Does .get() on a Caffeine AsyncLoadingCache prevent concurrent loads, by delaying subsequent threads which are calling .get() until the first one completes? Or that it can be configured to return a stale value while a self-populating load request is occurring?
This is so that a thundering herd can be prevented by using the cache.
I am seeing behavior which indicates that the thundering herd is not handled even though I am using a cache.
I create the cache like so:
val queryResponseCache: AsyncLoadingCache<Request, Response> = Caffeine.newBuilder()
.maximumSize(1000)
.expireAfterWrite(5, TimeUnit.SECONDS)
.recordStats()
.buildAsync(queryLoader)
And use it in conjunction with a L2 cache in redis like so (kotlin elvis operator):
queryResponseCache.getIfPresent(key) ?: fetchFromRedis(key) ?: queryResponseCache.get(key)

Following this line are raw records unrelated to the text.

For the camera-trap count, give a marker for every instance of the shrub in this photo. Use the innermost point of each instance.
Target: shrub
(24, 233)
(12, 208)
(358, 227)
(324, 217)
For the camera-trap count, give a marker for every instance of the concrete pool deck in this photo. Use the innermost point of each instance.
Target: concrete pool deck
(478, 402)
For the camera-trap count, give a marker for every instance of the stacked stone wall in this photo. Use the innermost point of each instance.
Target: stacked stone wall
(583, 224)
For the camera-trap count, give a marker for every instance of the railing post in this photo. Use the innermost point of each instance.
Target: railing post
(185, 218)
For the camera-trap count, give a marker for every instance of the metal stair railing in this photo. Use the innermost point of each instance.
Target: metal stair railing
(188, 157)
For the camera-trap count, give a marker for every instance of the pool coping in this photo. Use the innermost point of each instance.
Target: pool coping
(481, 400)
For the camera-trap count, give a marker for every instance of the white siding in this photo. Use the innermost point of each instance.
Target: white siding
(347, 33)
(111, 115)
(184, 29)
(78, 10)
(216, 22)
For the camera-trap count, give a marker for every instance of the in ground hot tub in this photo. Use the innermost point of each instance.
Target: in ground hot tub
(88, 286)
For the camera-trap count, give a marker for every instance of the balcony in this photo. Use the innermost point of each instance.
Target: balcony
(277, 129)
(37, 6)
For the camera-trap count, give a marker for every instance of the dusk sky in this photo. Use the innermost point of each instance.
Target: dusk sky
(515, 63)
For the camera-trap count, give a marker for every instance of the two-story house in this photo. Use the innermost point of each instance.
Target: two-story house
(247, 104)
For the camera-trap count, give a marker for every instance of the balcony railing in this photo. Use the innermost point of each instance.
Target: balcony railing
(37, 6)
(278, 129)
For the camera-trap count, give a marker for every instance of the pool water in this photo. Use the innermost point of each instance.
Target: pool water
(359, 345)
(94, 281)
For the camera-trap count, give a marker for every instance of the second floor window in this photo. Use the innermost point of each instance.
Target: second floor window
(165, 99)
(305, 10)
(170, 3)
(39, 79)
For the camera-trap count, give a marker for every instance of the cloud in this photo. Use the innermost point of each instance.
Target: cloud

I understand that getIfPresent is concurrent, but the subsequent calls which end up calling fetchFromRedis() / get() seem to have problems. I guess moving the fetchFromRedis
into the asyncLoad()
function might be better for load tolerance.
A cache stampede is supported when you load through the cache. In your example using getIfPresent
and loading the value, then I assume you put it into the cache explicitly inside of fetchFromRedis
. Either way, you are ensuring a racy get-load-put due to bypassing the cache except when absent in Redis.
If you move the logic into asyncLoad
, as you surmised, it would let the cache handle the stampede. The redis lookup, db query, and storing back into redis can all be performed as a chain of asynchronous tasks where the final future is returned to asyncLoad
. Then the cache will compute the future once and return it to all subsequent calls until the entry is evicted.